Water is on everyone's lips today so we look to our back garden to see how the design world is utilising this natural resource in innovative ways.

Today being World Water Day, it's an opportune time to survey what's going on in the design world with water-related design ideas. Water is a focal point within sustainable design, it being vital to the survival of all life forms and yet almost one billion people lacking access to safe drinking water.

Looking to our back garden, some speakers from Design Indaba Conference 2012 have been doing some innovative work with water as its medium or as its inspiration, in a celebration of, or call to arms to save, this depleting natural resource.

Rahim Bhimani's Disaster Relief Toilet System

Rahim Bhimani is an industrial designer who was one of the Pecha Kucha team at Design Indaba Conference 2012, the team comprising top graduates from around the world. As part of his thesis at Carleton University, Rahim developed the 'DR Toilet'. It is a flat-pack toilet system designed to aid natural disaster victims with no or limited access to toilet facilities. This leads to their discarding waste in nearby lakes, rivers or dams, which ultimately contaminates their drinking water and spreads waterborne diseases such as cholera.

The DR Toilet consists of a flat-pack toilet, cart, biodegradable bags and a tent system that can easily be shipped and assembled by aid organizations.

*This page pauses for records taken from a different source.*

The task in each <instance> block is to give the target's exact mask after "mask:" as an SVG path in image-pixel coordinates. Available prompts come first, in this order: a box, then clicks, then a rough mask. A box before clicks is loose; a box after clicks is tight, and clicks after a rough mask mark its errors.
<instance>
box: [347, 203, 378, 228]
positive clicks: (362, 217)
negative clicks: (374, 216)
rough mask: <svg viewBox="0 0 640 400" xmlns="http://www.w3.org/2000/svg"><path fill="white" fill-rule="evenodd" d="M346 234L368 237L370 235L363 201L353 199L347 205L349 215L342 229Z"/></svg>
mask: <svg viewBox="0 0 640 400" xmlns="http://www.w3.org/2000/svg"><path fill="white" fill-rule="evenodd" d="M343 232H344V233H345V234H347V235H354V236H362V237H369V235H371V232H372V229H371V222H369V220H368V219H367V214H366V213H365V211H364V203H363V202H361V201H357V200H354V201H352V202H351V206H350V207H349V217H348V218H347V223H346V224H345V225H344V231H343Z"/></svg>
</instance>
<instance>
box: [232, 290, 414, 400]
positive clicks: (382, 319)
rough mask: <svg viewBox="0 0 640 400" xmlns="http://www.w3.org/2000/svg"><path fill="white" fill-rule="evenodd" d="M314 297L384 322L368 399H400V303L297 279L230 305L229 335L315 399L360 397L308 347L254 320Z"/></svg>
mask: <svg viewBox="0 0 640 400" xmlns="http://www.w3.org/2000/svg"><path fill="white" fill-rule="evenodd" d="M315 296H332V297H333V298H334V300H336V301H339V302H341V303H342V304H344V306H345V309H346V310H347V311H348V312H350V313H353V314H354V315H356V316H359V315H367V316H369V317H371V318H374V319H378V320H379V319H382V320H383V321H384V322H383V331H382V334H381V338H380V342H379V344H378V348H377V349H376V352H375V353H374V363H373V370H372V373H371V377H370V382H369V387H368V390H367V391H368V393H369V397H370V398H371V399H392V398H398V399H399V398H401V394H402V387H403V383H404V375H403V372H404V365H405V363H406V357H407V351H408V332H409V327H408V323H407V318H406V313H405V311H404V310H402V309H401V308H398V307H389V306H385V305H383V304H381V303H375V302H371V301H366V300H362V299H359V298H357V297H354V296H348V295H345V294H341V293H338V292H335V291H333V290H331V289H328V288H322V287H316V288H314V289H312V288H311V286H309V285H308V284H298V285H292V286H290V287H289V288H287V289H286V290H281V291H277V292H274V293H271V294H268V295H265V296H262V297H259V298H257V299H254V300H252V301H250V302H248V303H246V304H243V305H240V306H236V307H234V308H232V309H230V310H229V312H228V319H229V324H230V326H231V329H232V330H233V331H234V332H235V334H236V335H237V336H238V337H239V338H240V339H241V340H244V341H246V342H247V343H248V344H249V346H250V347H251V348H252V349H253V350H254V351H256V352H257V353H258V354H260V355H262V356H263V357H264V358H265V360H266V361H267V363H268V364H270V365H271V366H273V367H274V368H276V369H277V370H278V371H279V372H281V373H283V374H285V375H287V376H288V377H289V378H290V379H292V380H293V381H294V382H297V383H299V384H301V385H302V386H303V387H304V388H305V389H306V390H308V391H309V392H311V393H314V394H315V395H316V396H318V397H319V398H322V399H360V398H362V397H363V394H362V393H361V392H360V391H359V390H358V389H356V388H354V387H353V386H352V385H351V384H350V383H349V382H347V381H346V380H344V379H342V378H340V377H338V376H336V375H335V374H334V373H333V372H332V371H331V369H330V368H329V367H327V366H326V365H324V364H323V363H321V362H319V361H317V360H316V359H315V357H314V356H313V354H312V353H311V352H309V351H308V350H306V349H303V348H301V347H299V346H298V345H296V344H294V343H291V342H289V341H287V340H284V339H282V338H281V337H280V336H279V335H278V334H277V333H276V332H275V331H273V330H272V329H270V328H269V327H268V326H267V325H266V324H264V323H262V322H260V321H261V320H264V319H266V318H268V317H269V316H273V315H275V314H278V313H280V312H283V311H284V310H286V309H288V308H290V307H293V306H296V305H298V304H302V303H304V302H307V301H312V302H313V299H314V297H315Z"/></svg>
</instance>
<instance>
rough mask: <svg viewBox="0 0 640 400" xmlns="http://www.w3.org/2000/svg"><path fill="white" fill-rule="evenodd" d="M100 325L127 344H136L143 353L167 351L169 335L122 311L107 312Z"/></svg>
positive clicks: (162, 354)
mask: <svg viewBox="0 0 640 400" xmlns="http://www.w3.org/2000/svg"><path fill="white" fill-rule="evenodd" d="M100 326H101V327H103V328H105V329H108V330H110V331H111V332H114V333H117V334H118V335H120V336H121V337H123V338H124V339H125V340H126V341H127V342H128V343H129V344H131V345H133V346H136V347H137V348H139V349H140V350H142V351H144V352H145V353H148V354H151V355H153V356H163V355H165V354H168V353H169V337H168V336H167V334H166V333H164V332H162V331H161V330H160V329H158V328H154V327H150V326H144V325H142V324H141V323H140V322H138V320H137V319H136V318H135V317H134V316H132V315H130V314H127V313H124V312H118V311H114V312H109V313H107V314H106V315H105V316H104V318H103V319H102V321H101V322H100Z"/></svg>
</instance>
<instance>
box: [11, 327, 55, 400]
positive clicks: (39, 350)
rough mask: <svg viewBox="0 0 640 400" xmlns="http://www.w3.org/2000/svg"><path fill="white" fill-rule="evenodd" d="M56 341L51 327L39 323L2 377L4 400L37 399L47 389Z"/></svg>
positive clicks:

MIT's SENSEable City Lab's Digital Water Pavillion

The research lab on 'the real-time city' called SENSEable City Lab at MIT have created a building made entirely out of water called the Digital Water Pavillion. It's water walls are generated by computer-controlled solenoid valves that can be programmed to take on different shapes, even display images or text, and respond to input from sensors in all kinds of dynamic ways. The building is half physical, half digital, and it is transportable, replicable and adaptable to different environments. SENSEable City Lab have taken it to Barcelona, New York City and beyond. What's left behind is essentially an open-source structure that its community are able to manipulate, by programming it themselves. In 2007 it was selected as Time magazine's "Best invention of the Year" in the field of architecture when its plans were unveiled. Carlo Ratti (director of SENSEable City Lab) and Assaf Biderman (associate director) spoke at Design Indaba Conference 2012 about the project, and as Carlo explained:

The design for the water pavilion grew out of a central challenge: How to make fluid, reconfigurable architecture? Our building aims to stand as a possible answer to this endeavour. The Digital Water Pavilion illustrates how buildings of the future may change their appearance and form from moment to moment, based on necessity and use.

BIG's West 57th Street Pyramid

With the West 57 Street residential building, Bjarke Ingels, founder of BIG (Bjarke Ingels Group), puts the natural resource at the core of an inner-city project in prime New York real estate. The form of the building shifts depending on the viewer's standpoint. From one side it looks like a towering skyscraper, but from the other it opens up to the waterfront, extending the adjacent greenery of the Hudson Park River into a lush, urban oasis, preserving the beauty of nature while leveraging the location of the metropolis.

The communal intimacy of the central urban oasis meets the efficiency, density and panoramic views of the tall tower in a new hybrid typology.